Stewart, 35, had been a cop for almost six years, all of them in the 70th Precinct in Flatbush. In that time, he’d earned four commendations for “excellent police duty,” police officials said. But though he loved his work and looked forward to a long career with the police department, relatives said that at the end of each day, he lived for his wife and daughters.
He’d married his longtime sweetheart, Les-Lynn, nine years ago. Both were born in the Caribbean - he in Jamaica, she in Trinidad. He moved two years ago from Canarsie to a formerly abandoned house in Elmont, just over the Nassau County line, that neighbors said he’d transformed from top to bottom into a beautiful home.
The couple had two daughters, Alexis, 6, and Samantha, 5 months old.
“They were sweethearts from the beginning,” said Odette Flemming, Stewart’s cousin. “Obviously, the family is distraught. He was just a wonderful person, a family guy.”
Stewart’s mother, Winifred Flemming, recalled when her son told her about six years ago he was planning to become a cop. They were driving in a car, she remembered, and at first she reacted with alarm. “I told him, ‘Baby, no, please,’” she said. “But he assured me everything would be OK.”
Though she worried and prayed for him, his mother came to accept police work as part of who her son was.
“He was in it deeply,” she said. “I think he really, really loved it.”
That opinion was shared by Stewart’s colleagues, who were not surprised by his final act of courage.

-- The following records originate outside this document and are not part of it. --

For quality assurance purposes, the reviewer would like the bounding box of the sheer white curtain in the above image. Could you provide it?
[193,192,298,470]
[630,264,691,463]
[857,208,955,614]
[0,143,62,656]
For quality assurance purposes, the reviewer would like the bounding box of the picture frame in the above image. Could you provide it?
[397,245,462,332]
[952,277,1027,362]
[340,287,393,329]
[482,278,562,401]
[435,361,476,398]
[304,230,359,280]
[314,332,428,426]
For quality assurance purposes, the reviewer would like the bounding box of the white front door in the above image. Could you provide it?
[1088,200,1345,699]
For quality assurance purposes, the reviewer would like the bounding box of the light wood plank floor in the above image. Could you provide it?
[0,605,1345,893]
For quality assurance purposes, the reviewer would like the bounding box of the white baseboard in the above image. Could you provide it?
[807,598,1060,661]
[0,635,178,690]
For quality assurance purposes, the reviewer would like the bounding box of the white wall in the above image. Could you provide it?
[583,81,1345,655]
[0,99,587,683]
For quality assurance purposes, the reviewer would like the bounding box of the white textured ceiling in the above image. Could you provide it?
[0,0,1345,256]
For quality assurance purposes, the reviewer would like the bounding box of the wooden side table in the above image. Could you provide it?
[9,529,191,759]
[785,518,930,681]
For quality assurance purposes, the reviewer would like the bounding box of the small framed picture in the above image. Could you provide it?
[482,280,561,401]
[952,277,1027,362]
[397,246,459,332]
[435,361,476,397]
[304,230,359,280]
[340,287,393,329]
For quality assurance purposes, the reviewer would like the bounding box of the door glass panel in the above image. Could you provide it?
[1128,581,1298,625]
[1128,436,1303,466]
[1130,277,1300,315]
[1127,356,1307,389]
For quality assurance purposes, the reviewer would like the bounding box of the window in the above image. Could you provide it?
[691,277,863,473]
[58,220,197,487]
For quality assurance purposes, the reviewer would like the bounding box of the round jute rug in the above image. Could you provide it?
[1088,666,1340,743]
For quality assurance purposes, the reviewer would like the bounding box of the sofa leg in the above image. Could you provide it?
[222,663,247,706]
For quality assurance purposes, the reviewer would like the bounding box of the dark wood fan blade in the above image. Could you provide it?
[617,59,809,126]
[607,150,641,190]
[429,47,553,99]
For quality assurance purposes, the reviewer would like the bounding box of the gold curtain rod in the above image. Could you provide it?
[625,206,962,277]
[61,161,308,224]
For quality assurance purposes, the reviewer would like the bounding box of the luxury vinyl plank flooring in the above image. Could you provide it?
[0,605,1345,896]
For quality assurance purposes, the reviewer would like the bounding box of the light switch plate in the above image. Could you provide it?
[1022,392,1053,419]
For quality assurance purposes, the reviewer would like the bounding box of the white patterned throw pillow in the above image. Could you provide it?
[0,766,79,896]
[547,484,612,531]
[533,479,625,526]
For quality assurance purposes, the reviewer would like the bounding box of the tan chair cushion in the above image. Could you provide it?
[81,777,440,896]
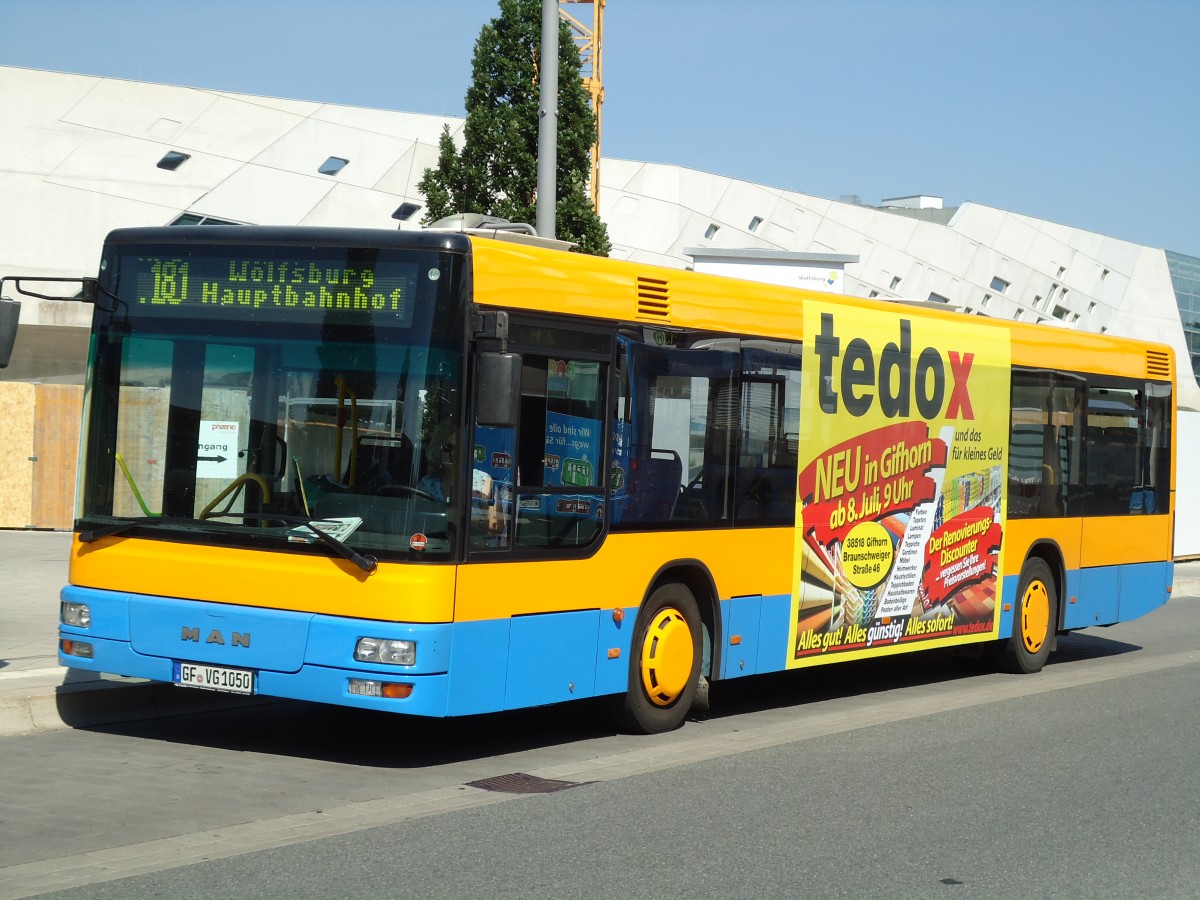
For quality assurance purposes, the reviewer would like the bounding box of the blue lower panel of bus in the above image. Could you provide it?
[59,587,637,716]
[1000,562,1175,637]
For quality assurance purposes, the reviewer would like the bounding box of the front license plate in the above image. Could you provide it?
[175,662,254,694]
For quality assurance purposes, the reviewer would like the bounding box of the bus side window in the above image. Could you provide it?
[1008,371,1084,518]
[1087,379,1170,516]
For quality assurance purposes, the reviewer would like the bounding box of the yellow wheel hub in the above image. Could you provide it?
[1021,581,1050,653]
[641,606,695,707]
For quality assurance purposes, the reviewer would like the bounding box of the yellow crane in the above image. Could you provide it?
[558,0,607,212]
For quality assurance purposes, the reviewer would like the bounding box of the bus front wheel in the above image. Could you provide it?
[618,582,702,734]
[1003,559,1058,674]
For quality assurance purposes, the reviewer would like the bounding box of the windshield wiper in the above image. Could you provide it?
[79,512,379,575]
[278,516,379,575]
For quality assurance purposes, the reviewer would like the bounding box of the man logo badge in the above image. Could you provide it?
[179,625,250,649]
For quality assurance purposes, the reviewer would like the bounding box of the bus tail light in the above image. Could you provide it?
[59,640,95,659]
[59,600,91,628]
[354,637,416,666]
[347,678,413,700]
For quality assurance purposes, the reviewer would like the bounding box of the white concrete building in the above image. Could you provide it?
[0,67,1200,553]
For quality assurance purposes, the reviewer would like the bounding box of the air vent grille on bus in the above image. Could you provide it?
[637,275,671,322]
[1146,350,1171,378]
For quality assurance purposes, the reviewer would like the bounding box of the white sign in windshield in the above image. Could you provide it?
[196,420,238,480]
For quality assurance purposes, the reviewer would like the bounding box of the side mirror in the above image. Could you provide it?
[0,300,20,368]
[475,352,521,428]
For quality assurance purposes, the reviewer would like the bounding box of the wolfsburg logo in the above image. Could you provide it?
[179,625,250,649]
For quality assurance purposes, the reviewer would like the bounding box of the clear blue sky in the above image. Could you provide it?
[0,0,1200,256]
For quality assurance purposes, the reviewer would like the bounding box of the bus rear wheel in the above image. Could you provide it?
[618,582,702,734]
[1003,559,1058,674]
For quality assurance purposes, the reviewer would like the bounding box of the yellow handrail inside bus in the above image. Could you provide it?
[200,472,271,518]
[334,376,359,487]
[115,454,162,518]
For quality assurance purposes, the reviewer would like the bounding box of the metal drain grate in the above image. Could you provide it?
[467,772,583,793]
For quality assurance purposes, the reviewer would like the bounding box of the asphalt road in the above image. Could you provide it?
[0,580,1200,900]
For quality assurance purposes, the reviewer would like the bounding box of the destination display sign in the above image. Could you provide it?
[120,248,422,326]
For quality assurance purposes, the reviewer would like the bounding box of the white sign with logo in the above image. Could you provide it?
[196,420,238,481]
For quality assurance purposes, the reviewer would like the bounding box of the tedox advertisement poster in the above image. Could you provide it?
[787,302,1010,667]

All day long, cops streamed in and out of the 70th Precinct station, where the flag flew at half-staff and black and purple bunting was draped across the entrance.
“He was a very active officer. He was always involved and always did the right thing,” said Ronald Paulin, 42, who said he often chatted with Stewart by their lockers between shifts.
“He’s not a lazy guy. He definitely had you on backup,” said another officer. “He’s a good friend.”
He was also a good sport - for instance, when he was teased about what friends described as his “big bald head.”
Stewart’s sister, who last saw him days ago at Thanksgiving, said she had a feeling that something terrible had happened when she saw a police car pull up to her house yesterday morning.
“I knew they were coming for me, to tell me that something wasn’t right,” she said.
Odette Flemming said she and other members of Stewart’s close-knit extended family were gathered at the hospital, waiting, they thought, to visit him in his bed.
Instead, his wife came downstairs with the mayor and told them he had died.
Before becoming a cop, Stewart worked for nine years as an accounts payable associate in the finance department of WNYC, the public radio station.
“All he talked about was his family and being a police officer,” said Brenda Williams-Butts, who worked with Stewart for five years at WNYC. “I remember him being so thrilled that he passed and was going to go to the academy, and kept saying he could do better for his family.”
On the quiet street in Elmont where Stewart lived, neighbors - many of whom didn’t know he was a cop - recalled watching him repair his house and tend his garden and offer other homeowners advice.
“He told my father what to do and how often to water the grass. Our grass was terrible,” said Chawanda Bass, who lives next door to the family.
The brick, two-story colonial house with yellow siding was in pristine shape yesterday.
“Every time I saw him, he was always doing something, like in the yard,” said next-door neighbor Donovan Brown. “He contributed to a lot of the work. I feel so bad for his wife. He was a really hard-working guy.”